Belonging © Debsuddha Banerjee 2020 | Source Internet

Debsuddha Banerjee is an independent photographer based in India. Banerjee’s Belonging, initiated in 2020, explores the companionship and psychological struggles of sisters Swati and Gayatri Goswami. The photographer’s elderly, unmarried aunts, who lead socially isolated lives due to the discrimination they face based on their skin color, have been further isolated from their surroundings by enforced government measures against the COVID-19 pandemic. Having observed their struggles since childhood, Banerjee’s personal visual study shows the sisters’ growing dependency on each other and the impacts of isolation on their mental health.

Lost Legacy © Santanu Dey | Source Internet

Santanu Dey is a visual artist and independent photographer based in Calcutta, India. His work often moves along the intersection of art, documentary, and attempts to dive deep into mythology, cultural narratives, and socio-political issues.

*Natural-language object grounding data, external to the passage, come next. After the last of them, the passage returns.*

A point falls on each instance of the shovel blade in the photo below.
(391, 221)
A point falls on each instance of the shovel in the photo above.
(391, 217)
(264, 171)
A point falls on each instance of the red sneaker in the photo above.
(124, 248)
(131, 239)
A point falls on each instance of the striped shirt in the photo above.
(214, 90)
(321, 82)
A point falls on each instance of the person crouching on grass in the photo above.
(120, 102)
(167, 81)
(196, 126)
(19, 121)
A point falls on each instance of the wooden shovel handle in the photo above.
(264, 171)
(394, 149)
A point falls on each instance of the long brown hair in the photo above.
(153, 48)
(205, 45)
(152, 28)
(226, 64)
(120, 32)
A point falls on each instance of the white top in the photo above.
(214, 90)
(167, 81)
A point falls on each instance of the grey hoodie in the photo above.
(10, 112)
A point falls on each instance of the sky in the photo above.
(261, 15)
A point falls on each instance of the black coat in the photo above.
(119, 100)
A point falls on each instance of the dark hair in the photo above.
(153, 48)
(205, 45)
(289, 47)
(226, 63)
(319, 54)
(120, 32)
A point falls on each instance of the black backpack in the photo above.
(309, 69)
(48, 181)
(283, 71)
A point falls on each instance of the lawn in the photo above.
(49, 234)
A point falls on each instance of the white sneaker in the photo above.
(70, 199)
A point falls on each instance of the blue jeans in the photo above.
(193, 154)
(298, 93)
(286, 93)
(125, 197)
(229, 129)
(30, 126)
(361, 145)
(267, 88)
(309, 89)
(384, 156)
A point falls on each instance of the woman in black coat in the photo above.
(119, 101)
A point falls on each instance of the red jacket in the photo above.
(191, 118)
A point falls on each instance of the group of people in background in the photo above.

Santanu Dey’s  Lost Legacy explores the social and political condition of the descendants of the Zamindars in the decolonization period of independent India. During British colonial rule in India, the Zamindari System was introduced under the Permanent Settlement Act in 1793. The system rewarded Zamindars as landowners who rented their land to farmers in return for paying a fixed amount to the British Government, facilitating the wealth and power of the colonial rule while exploiting peasants. The Zamindari Abolition Act in 1950, was one of the first major agrarian reforms of the Government of India following independence in 1947. Overnight, the status of this privileged class of society was reduced to that of ordinary citizens.

Mysterious Forest © Sutrija Chatterjee | Source Internet

Sutirtha Chatterjee is a freelance photographer based in Calcutta, India. Chatterjee’s The Mysterious Forest is a series of images exploring a fictional story created in collaboration with visually impaired students from West Bengal, India. The photographer first met partially blind siblings, Reema and Ashraful, on an editorial assignment in 2016 at a blind school in Calcutta, India. Working together, they visually illustrated a story written by Ashraful, inspired by one of his recurring dreams in which a boy loses his way in a forest and meets a forest spirit (Pari) with whom he goes on adventures. The role of the Pari is played by Reema, his sister, while Ashraful portrays the lost boy protagonist. “According to local folklore, the Pari in one world is a spirit in another. What they both have in common is a fondness for water and bright flowers,” said Chatterjee. The Mysterious Forest shows the fears, hopes, and fantasies of the visually impaired, aiming to facilitate the students’ self-expression, inspire sensitivity, and challenge the stigma and stereotypes surrounding blindness in the region.